I’d love to point suggest some changes the institution has to make regarding patient-centered treatment, evidence-based care, and the theory of preference-sensitive care. I understand that the code of medical ethics requires practitioners to exactingly respect the principle of informed consent. Practitioners must explain to the patients the medical facts accurately and then give professional opinions or make recommendations that can be used to address a certain medical condition as per the ‘good medical practice’ doctrine. The principle of shared decision making (SDM) has its basis on this premise. At this institution, we need to create an atmosphere that will allow patients to have a chance to assess options and make decisions according to personal values, and preferences.
SDM process has a chance of improving patient-centered care that can greatly improve the quality and efficacy of the healthcare delivery system. Patients will be better contented and will be comfortable with their choice. Furthermore, the increased involvement of patients in decision making, allowing them to take responsibility for their health in developing the healthcare delivery regimes will increase adherence and long-term results cut down extravagant expenditure. When patients engage in SDM, they tend to develop more realistic expectations of the health outcomes and the implications of the treatment.

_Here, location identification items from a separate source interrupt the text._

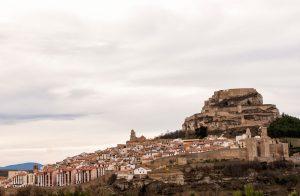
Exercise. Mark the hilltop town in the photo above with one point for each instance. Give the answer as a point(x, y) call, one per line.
point(239, 110)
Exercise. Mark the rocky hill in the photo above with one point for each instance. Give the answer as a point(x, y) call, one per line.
point(231, 111)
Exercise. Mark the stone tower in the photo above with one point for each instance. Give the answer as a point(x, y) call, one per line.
point(231, 111)
point(132, 135)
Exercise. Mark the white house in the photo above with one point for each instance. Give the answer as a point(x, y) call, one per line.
point(141, 171)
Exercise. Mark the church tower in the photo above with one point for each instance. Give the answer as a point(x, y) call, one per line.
point(132, 135)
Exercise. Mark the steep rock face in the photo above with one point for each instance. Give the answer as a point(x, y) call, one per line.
point(232, 111)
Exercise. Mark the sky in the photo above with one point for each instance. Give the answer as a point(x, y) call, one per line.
point(77, 76)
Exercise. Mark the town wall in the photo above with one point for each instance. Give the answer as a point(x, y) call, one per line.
point(239, 153)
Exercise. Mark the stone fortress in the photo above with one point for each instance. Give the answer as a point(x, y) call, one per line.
point(231, 112)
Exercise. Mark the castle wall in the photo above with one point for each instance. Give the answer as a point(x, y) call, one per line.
point(239, 153)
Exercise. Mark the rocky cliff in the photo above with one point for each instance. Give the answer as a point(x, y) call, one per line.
point(232, 111)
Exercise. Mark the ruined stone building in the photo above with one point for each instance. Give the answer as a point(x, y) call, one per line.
point(264, 148)
point(231, 112)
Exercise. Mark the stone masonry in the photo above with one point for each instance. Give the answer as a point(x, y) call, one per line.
point(231, 112)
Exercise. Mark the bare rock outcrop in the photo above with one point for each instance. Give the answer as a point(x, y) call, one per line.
point(232, 111)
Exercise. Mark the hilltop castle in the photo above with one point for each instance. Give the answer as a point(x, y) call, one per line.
point(231, 112)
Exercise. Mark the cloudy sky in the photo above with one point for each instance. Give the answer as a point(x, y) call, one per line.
point(76, 76)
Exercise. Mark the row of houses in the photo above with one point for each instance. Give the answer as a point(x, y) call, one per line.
point(125, 160)
point(49, 177)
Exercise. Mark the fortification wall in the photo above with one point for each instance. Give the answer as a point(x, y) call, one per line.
point(218, 155)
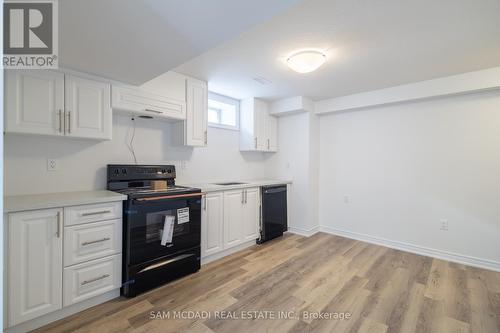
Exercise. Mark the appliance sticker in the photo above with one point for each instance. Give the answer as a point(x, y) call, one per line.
point(182, 215)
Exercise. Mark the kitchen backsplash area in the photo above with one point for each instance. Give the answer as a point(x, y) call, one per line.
point(26, 169)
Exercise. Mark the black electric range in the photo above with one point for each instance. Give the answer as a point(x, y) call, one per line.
point(150, 258)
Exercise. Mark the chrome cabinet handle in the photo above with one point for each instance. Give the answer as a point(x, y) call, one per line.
point(96, 213)
point(60, 120)
point(96, 241)
point(58, 232)
point(154, 111)
point(95, 279)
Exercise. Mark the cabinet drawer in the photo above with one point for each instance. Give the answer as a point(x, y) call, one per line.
point(89, 241)
point(92, 213)
point(91, 279)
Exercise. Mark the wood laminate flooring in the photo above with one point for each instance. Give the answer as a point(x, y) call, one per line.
point(383, 290)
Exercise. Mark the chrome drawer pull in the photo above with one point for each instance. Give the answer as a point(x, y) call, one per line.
point(94, 280)
point(96, 241)
point(97, 213)
point(154, 111)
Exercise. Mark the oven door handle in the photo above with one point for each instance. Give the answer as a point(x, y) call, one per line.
point(163, 263)
point(165, 197)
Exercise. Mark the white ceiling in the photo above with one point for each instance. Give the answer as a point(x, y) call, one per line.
point(136, 40)
point(371, 44)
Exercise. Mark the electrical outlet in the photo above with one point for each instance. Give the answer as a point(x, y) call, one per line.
point(52, 164)
point(444, 225)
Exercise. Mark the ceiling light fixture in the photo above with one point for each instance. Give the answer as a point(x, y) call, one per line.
point(306, 61)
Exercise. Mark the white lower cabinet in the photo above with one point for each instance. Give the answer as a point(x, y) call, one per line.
point(39, 281)
point(251, 214)
point(89, 241)
point(212, 226)
point(90, 279)
point(34, 257)
point(233, 218)
point(229, 218)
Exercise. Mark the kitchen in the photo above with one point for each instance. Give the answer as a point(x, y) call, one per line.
point(248, 180)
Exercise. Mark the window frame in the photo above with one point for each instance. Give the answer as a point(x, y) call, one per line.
point(225, 100)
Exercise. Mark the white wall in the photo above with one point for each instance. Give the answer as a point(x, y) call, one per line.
point(295, 160)
point(406, 167)
point(82, 163)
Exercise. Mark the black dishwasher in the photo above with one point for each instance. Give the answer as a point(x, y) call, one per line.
point(274, 212)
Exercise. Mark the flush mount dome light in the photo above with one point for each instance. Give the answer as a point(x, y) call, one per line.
point(306, 61)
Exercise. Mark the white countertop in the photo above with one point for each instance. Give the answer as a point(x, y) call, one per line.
point(18, 203)
point(211, 187)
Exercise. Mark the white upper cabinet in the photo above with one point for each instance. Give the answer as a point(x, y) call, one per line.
point(88, 108)
point(258, 129)
point(163, 98)
point(136, 101)
point(35, 255)
point(34, 102)
point(197, 113)
point(52, 103)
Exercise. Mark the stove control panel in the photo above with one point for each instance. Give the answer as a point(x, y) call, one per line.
point(117, 172)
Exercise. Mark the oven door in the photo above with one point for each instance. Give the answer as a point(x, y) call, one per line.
point(145, 221)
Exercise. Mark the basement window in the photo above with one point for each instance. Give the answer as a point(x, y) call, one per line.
point(223, 112)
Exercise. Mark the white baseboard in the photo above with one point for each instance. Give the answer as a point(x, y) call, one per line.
point(218, 255)
point(64, 312)
point(417, 249)
point(302, 231)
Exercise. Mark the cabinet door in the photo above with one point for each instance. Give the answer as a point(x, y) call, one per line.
point(34, 102)
point(212, 224)
point(233, 218)
point(251, 214)
point(135, 101)
point(260, 123)
point(88, 108)
point(196, 117)
point(34, 264)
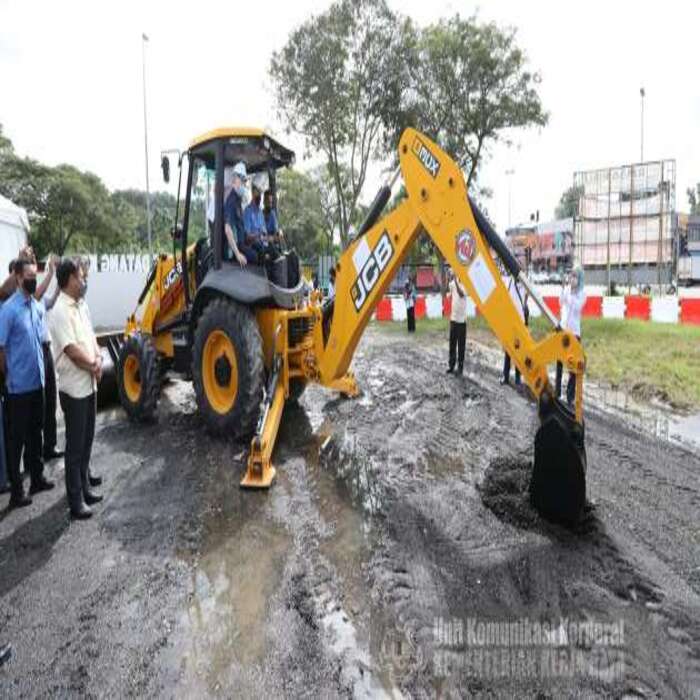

The SDM strategy will also reduce patient-doctor tensions thus reduce the feeling by patients that the physician may have made a wrong treatment option particularly when the outcome is unsatisfactory or unanticipated. There will be reduced conflict when it comes to making critical decisions, the patients will have a greater knowledge of treatment alternatives, more patients will be decisive rather than undecided and there will be conformity between patient values and the available option.
Changes
The facility should give decision aids which will help patients to be able to clarify their preferences, attitudes, and values then can choose which one is important about the perceived benefits or damage. This institution must give patients evidence-based medical information regarding certain health conditions, the alternative, and the benefits related to them, the harms, and the probabilities of every alternative. We institution will need to develop decision guidance in the steps of a decision-making process, by sequential questions that profile the preferences of the patients. Physicians should give the patients truthful advice as per the best healthcare options available.
Barriers
Many obstacles will come in the way as we try to implement SDM policy. I highlighted just a few. Patients can easily opt for alternative treatments that are not evidence-based for various personal reasons. For instance, the cost, family decisions, the quality of life, uncertainty, and lifestyle.
Considering that physicians are usually held responsible for health-related issues from quality of care, patient adherence, to patient preference for non-standard treatment, physicians often fear lower reimbursements or low-quality ratings.
Competent adult patients often claim their right of choice even when they are making a decision that does not meet healthcare guidelines or and demand the physician to incorporate such choices in their treatment plans.
Recommendations
The process of SDM has to comply with the following aspects;
- Offer explicit information about medical conditions, treatment alternative, and the expected outcomes
- Provide the decision aid of tools to assist patients in identifying and articulating their values and priorities when making medical decisions and alternatives
- There has to be structured guidance to assist patients to integrate the clinical aspects and personal values to settle on informed treatment decision
The management of the institution should support the development of projects that increase knowledge and understanding of the SDM process. Even though the needs of the patients and the quality or the standard of healthcare delivery can conflict, physicians should take responsibility for giving sound advice based on the best available treatment options regardless of the consequences.